I think the config-parser implementation here is probably very broken and non-conforming

Specifically, the "non-conforming" part caught my eye. If GitConfigParser's behavior is already known (and to some degree expected) to be non-conforming to canonical Git's behavior, then I don't think I agree with my initial assessment of the "Expected Behavior" that I described in the PR description (i.e., this should throw an exception) regardless of how canonical Git would handle it. Introducing a "fix" that throws an exception seems unnecessarily disruptive to users that may have otherwise working code that was written around this "non-conforming implementation". Preserving the existing behavior and just making it safer around exception cases seems like a better approach.

So instead, I think a more considerate and generally simpler fix would be to maintain the existing parsing behavior, and just make its checks a little more robust to eliminate the risk of the unhandled IndexError described in this issue.

The diff below shows the change I am considering which would:

  • Improve the guarding if check in the string_decode function to safely handle empty strings and prevent index errors when accessing string elements (this resolves the root cause of this issue.)
  • Update the option value parsing logic in the _read method to more robustly handle quoted values, ensuring correct handling even when quotes are not closed properly or when the line continues beyond a quoted segment.
  • Add checks to prevent passing empty strings to string_decode, which could occur in multi-line value scenarios.

Here's the diff:

diff --git a/git/config.py b/git/config.py
index 3ce9b123..91b69531 100644
--- a/git/config.py
+++ b/git/config.py
@@ -452,7 +452,7 @@ class GitConfigParser(cp.RawConfigParser, metaclass=MetaParserBuilder):
         e = None  # None, or an exception.
 
         def string_decode(v: str) -> str:
-            if v[-1] == "\\":
+            if v and v[-1] == "\\":
                 v = v[:-1]
             # END cut trailing escapes to prevent decode error
 
@@ -508,6 +508,8 @@ class GitConfigParser(cp.RawConfigParser, metaclass=MetaParserBuilder):
                     if len(optval) > 1 and optval[0] == '"' and optval[-1] != '"':
                         is_multi_line = True
                         optval = string_decode(optval[1:])
+                    elif len(optval) > 1 and optval[0] == '"' and optval[-1] == '"':
+                        optval = string_decode(optval[1:-1])  # safely decode fully quoted value
                     # END handle multi-line
                     # Preserves multiple values for duplicate optnames.
                     cursect.add(optname, optval)
@@ -524,8 +526,10 @@ class GitConfigParser(cp.RawConfigParser, metaclass=MetaParserBuilder):
                     is_multi_line = False
                     line = line[:-1]
                 # END handle quotations
+                if line:  # Ensure line is not empty before decoding
+                    line = string_decode(line)
                 optval = cursect.getlast(optname)
-                cursect.setlast(optname, optval + string_decode(line))
+                cursect.setlast(optname, optval + line)
             # END parse section or option
         # END while reading

What do you think? Does this sound like a reasonable approach here, or is there some context I might be missing?

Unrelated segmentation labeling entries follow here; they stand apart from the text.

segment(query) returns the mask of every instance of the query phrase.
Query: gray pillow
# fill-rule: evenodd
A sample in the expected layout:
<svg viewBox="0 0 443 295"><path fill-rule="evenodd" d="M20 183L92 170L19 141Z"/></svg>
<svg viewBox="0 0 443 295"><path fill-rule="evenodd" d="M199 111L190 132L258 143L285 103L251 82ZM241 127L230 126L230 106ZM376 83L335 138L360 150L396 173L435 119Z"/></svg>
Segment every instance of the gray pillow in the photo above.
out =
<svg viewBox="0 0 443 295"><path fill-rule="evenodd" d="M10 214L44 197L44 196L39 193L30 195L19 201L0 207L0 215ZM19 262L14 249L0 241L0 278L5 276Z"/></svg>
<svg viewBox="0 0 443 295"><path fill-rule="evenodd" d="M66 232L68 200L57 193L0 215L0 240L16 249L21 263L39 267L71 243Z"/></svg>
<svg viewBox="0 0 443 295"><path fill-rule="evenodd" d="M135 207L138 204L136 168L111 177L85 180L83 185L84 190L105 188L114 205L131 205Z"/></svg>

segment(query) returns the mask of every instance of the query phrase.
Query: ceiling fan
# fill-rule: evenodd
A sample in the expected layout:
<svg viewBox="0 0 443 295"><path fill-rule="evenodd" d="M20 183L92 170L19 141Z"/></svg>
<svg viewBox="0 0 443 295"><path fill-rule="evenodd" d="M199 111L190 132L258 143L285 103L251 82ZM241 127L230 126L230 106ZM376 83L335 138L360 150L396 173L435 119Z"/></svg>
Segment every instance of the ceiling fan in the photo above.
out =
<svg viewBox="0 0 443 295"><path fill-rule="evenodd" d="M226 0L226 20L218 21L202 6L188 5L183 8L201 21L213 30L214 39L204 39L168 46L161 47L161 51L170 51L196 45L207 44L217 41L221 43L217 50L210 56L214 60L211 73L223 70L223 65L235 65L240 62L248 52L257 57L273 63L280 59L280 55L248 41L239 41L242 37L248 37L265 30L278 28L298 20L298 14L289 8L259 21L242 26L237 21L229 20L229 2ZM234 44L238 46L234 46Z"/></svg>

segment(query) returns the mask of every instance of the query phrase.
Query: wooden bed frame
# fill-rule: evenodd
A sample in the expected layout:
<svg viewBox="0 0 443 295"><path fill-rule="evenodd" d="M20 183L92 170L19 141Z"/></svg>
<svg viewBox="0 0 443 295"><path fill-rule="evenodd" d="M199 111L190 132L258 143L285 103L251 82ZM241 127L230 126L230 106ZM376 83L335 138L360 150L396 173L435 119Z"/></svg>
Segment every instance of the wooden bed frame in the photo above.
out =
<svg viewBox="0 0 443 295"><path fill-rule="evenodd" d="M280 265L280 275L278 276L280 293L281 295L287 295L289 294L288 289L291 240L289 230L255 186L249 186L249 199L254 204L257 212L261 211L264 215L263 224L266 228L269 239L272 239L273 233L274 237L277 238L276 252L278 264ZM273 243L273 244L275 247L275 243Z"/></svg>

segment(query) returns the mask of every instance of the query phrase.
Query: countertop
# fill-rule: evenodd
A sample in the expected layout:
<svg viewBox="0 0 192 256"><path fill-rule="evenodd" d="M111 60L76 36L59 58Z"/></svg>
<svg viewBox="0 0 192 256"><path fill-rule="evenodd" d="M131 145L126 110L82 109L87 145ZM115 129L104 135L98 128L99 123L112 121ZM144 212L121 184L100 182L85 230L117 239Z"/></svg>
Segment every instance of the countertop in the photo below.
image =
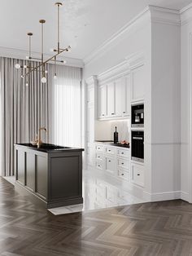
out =
<svg viewBox="0 0 192 256"><path fill-rule="evenodd" d="M33 146L31 143L16 143L15 146L25 147L28 149L51 153L58 152L84 151L84 148L63 147L50 143L42 143L39 148L37 148L37 146Z"/></svg>
<svg viewBox="0 0 192 256"><path fill-rule="evenodd" d="M121 143L114 143L112 140L95 140L96 143L103 143L104 145L109 145L109 146L114 146L114 147L120 147L120 148L129 148L129 144L121 144Z"/></svg>

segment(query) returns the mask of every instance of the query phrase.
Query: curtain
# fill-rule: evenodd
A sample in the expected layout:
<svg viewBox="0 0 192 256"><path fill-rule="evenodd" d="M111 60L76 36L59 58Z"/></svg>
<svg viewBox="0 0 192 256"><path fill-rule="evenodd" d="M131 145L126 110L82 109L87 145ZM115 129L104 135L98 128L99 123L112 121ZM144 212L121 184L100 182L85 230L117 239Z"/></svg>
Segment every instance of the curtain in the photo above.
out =
<svg viewBox="0 0 192 256"><path fill-rule="evenodd" d="M54 141L69 147L81 146L81 69L56 67L54 87Z"/></svg>
<svg viewBox="0 0 192 256"><path fill-rule="evenodd" d="M21 78L16 63L25 60L0 58L0 139L2 175L14 174L14 143L29 143L35 139L38 128L46 126L48 135L45 142L51 140L53 68L47 65L47 82L41 83L41 73L30 76L28 86ZM37 63L33 62L36 66Z"/></svg>

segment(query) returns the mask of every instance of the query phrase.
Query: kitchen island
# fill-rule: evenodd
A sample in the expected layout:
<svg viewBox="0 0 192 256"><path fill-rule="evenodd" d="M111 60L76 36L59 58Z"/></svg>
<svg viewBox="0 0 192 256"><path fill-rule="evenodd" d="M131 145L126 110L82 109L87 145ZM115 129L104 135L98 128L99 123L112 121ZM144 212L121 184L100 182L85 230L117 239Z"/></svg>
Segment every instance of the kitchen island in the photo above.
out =
<svg viewBox="0 0 192 256"><path fill-rule="evenodd" d="M82 152L42 143L15 144L15 188L31 194L46 208L81 204Z"/></svg>

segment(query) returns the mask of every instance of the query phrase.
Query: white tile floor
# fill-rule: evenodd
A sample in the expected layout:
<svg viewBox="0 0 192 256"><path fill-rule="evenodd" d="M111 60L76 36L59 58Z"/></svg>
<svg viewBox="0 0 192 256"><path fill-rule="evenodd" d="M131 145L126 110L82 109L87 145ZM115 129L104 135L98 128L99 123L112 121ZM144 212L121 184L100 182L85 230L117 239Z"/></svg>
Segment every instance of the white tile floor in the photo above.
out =
<svg viewBox="0 0 192 256"><path fill-rule="evenodd" d="M15 180L14 176L4 178L14 184ZM133 196L129 187L129 183L126 181L117 180L103 174L103 171L84 170L84 203L52 208L48 210L55 215L59 215L145 202L143 199Z"/></svg>

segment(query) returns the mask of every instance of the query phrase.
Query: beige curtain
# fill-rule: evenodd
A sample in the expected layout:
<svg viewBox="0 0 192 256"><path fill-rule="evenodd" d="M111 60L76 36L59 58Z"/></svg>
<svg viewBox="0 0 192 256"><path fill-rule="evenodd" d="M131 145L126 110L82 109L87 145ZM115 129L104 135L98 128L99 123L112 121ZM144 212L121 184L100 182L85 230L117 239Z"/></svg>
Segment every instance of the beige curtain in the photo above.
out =
<svg viewBox="0 0 192 256"><path fill-rule="evenodd" d="M34 139L40 126L48 130L44 141L51 143L52 132L52 65L47 65L47 82L41 82L41 74L33 73L26 86L21 70L16 63L25 60L0 58L0 140L1 171L2 176L14 175L14 143L28 143ZM36 66L37 63L33 62Z"/></svg>

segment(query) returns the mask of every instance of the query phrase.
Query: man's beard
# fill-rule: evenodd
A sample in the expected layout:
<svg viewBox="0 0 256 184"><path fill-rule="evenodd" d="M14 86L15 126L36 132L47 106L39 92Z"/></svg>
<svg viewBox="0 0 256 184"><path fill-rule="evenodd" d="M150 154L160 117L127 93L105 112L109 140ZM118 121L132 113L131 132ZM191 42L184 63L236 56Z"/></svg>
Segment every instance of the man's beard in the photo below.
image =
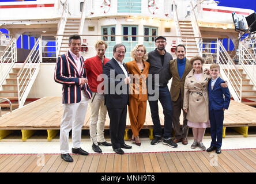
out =
<svg viewBox="0 0 256 184"><path fill-rule="evenodd" d="M163 51L163 50L164 50L165 48L165 47L157 47L157 49L159 49L159 51Z"/></svg>

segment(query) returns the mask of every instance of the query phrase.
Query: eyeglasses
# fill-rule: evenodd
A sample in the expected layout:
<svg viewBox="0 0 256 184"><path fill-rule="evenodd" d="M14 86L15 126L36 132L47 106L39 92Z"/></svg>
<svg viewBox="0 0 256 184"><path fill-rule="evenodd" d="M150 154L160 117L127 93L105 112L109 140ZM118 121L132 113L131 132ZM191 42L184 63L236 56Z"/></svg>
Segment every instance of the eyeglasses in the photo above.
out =
<svg viewBox="0 0 256 184"><path fill-rule="evenodd" d="M157 44L160 44L160 43L164 44L165 42L166 42L165 40L163 40L163 41L156 41L156 43Z"/></svg>
<svg viewBox="0 0 256 184"><path fill-rule="evenodd" d="M125 51L122 52L122 51L117 51L116 52L118 52L119 54L121 54L121 53L122 53L123 55L125 54Z"/></svg>

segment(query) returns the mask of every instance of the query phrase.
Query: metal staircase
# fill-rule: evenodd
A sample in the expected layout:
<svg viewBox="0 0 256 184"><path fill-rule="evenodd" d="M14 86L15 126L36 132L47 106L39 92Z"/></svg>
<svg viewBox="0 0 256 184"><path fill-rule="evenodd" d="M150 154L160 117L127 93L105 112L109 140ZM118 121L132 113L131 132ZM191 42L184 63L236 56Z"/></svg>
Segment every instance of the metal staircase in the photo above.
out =
<svg viewBox="0 0 256 184"><path fill-rule="evenodd" d="M239 61L242 68L240 71L246 85L242 90L242 102L256 106L256 58L254 54L256 48L250 40L240 41L239 46Z"/></svg>
<svg viewBox="0 0 256 184"><path fill-rule="evenodd" d="M9 106L9 103L3 103L6 101L5 99L17 99L13 95L13 93L16 91L9 88L11 85L7 83L8 80L7 80L16 63L17 63L16 39L13 38L0 56L0 106L2 108Z"/></svg>
<svg viewBox="0 0 256 184"><path fill-rule="evenodd" d="M188 59L196 55L202 55L202 41L200 30L197 24L197 18L193 11L190 15L190 20L179 20L176 5L174 3L175 13L174 20L175 22L176 31L177 36L182 36L178 40L178 44L182 44L186 48L186 57Z"/></svg>

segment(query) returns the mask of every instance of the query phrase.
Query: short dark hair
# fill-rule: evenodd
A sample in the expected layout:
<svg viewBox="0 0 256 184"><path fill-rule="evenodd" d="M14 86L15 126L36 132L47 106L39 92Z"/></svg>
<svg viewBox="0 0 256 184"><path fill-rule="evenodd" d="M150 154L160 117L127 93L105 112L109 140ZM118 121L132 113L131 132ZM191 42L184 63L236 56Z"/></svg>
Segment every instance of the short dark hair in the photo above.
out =
<svg viewBox="0 0 256 184"><path fill-rule="evenodd" d="M71 43L71 40L81 40L81 37L78 34L71 35L69 39L69 44Z"/></svg>
<svg viewBox="0 0 256 184"><path fill-rule="evenodd" d="M183 44L179 44L177 45L177 47L176 47L175 48L175 52L177 52L177 49L178 49L178 47L182 47L183 48L184 48L184 49L186 51L186 47L185 45L183 45Z"/></svg>
<svg viewBox="0 0 256 184"><path fill-rule="evenodd" d="M123 44L117 44L113 47L113 53L116 51L116 48L123 46L125 47L125 52L126 52L126 47Z"/></svg>
<svg viewBox="0 0 256 184"><path fill-rule="evenodd" d="M205 60L204 59L203 57L202 57L200 56L195 56L193 57L192 57L191 59L190 59L190 64L193 65L194 62L195 60L199 60L201 62L201 63L202 64L202 65L203 65L205 63Z"/></svg>
<svg viewBox="0 0 256 184"><path fill-rule="evenodd" d="M155 39L155 42L156 42L156 40L157 40L158 39L163 39L166 41L166 38L164 36L159 36Z"/></svg>

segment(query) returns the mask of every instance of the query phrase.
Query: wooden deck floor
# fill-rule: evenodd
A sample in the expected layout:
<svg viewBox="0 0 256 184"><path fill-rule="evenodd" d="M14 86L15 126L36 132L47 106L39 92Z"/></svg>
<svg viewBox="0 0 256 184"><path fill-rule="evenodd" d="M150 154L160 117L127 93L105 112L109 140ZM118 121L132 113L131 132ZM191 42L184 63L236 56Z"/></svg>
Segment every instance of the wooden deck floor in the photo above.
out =
<svg viewBox="0 0 256 184"><path fill-rule="evenodd" d="M255 172L256 149L144 154L0 155L0 172ZM212 164L211 164L212 163ZM214 166L212 164L214 164Z"/></svg>
<svg viewBox="0 0 256 184"><path fill-rule="evenodd" d="M82 128L84 129L89 128L90 111L88 108ZM44 97L0 117L0 129L59 129L62 114L61 97ZM161 105L159 105L159 115L161 123L163 125L164 116ZM180 118L182 119L182 116ZM127 128L130 128L128 114L127 118ZM107 116L106 129L109 129L109 122L108 116ZM182 120L180 120L180 122L182 122ZM231 101L229 109L225 112L224 125L256 126L256 108ZM153 128L149 106L144 128Z"/></svg>

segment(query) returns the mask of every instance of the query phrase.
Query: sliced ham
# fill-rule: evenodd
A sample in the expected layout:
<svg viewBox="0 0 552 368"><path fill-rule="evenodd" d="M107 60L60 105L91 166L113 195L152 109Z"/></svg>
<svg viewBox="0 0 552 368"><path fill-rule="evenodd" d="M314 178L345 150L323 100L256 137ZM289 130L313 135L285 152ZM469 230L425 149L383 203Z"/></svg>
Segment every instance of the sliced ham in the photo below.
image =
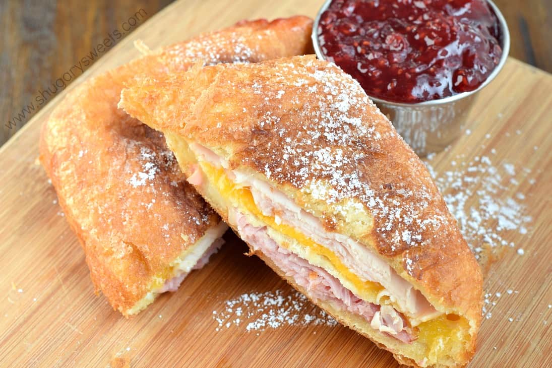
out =
<svg viewBox="0 0 552 368"><path fill-rule="evenodd" d="M280 247L268 235L266 227L253 226L235 209L238 232L254 250L260 250L283 272L303 288L310 297L330 303L338 310L362 316L373 328L405 343L414 340L404 317L389 306L362 300L346 289L324 269L311 264L295 253Z"/></svg>
<svg viewBox="0 0 552 368"><path fill-rule="evenodd" d="M220 237L228 227L224 222L208 230L203 237L198 241L190 253L175 265L175 274L165 281L165 283L156 293L176 291L180 284L192 270L199 270L207 264L209 258L218 252L224 244Z"/></svg>

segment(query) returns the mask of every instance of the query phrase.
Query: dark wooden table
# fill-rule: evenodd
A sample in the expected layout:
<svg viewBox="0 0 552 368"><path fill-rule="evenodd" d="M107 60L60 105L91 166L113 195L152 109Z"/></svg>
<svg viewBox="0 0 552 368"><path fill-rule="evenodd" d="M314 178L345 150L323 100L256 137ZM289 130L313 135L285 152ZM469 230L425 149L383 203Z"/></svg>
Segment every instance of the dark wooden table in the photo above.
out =
<svg viewBox="0 0 552 368"><path fill-rule="evenodd" d="M552 72L552 0L495 1L510 28L511 56ZM0 0L0 145L81 68L171 2Z"/></svg>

If this does sound like something worth introducing, let me know and:

  1. I'll add a Unit test.
  2. Remove the workaround for this error in the fuzz_config.py test so it's covered there as well.
  3. Open a PR.

So instead, I think a more considerate and generally simpler fix would be to maintain the existing parsing behavior, and just make its checks a little more robust to eliminate the risk of the unhandled IndexError described in this issue.

The above hits home, and perfectly describes how I imagine handling this. It's an improvement, without going overboard and try to fix something that is systematically broken - a conforming parser can't be made based on an INI parser.

If this does sound like something worth introducing, let me know and:

  1. I'll add a Unit test.
  2. Remove the workaround for this error in the fuzz_config.py test so it's covered there as well.
  3. Open a PR.

This sounds like a plan! Thanks again.

PR with the fix: #1908

Only the changes to string_decode were necessary, so that's all I changed.